While the play itself is prevailing, the fate of in-person audiences is still up-in the air. There is hope, though. The Conard Black Box was able to perform Utter Chaos to a spaced, outdoor audience. The hope, according to Wilson, is to do something similar for at least one production of Little Women. Inside audiences, for now, look unlikely.
The typical rehearsal day has completely shifted as well. Everyone wears a mask and is socially distanced. “...it’s a learning curve, but we’re all trying the best we can to make sure we stay separated in order to prevent, god forbid, a spreading situation.”, reports Wilson. The reason Little Women was actually chosen was because it’s centered around a house; a perfect set for the circumstances presented by COVID-19. The separation of students would be supported by the plot of the play itself. However, the script still had to be modified in order to fit the new demands of the pandemic. Out went the scenes of emotional hugging and kissing, replaced presumably by socially-distant alternatives that can still preserve the heart of the script. “It feels weird [blocking out those scenes], but of course, it’s what has to happen,” explains Wilson.
Drama is also upping their game to make better use of digital formats with the Ten Minute Plays Festival. They are bringing back structures similar to how “The Internet is Distrac- Oh Look a Kitten!” was released, except now they’ve had ample time to master the media. Wilson describes it as being “...more student film...they’re going to look a lot more polished.”

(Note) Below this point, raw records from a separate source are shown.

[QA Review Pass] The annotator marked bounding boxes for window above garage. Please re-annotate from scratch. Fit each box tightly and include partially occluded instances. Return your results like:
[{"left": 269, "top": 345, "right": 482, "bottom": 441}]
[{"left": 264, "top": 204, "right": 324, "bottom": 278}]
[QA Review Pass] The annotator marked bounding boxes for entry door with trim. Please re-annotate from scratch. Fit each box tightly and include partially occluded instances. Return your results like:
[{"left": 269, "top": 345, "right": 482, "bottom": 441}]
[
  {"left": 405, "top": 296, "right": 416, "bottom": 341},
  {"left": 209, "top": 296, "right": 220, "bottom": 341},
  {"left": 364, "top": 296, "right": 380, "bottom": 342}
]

Through all of the difficulties, Conard Drama remains resourceful, persistent and, most of all, adaptable. “I’m so happy that the administration at [C]onard allows us to keep doing it [the play], no matter what the restrictions. I’m just really thankful that we just keep evolving and working on creating shows,” says Wilson.
Little Women will be available to rent online in early April, filmed by a Conard Alum, and the Ten-Minute Plays Festival will be available to stream soon.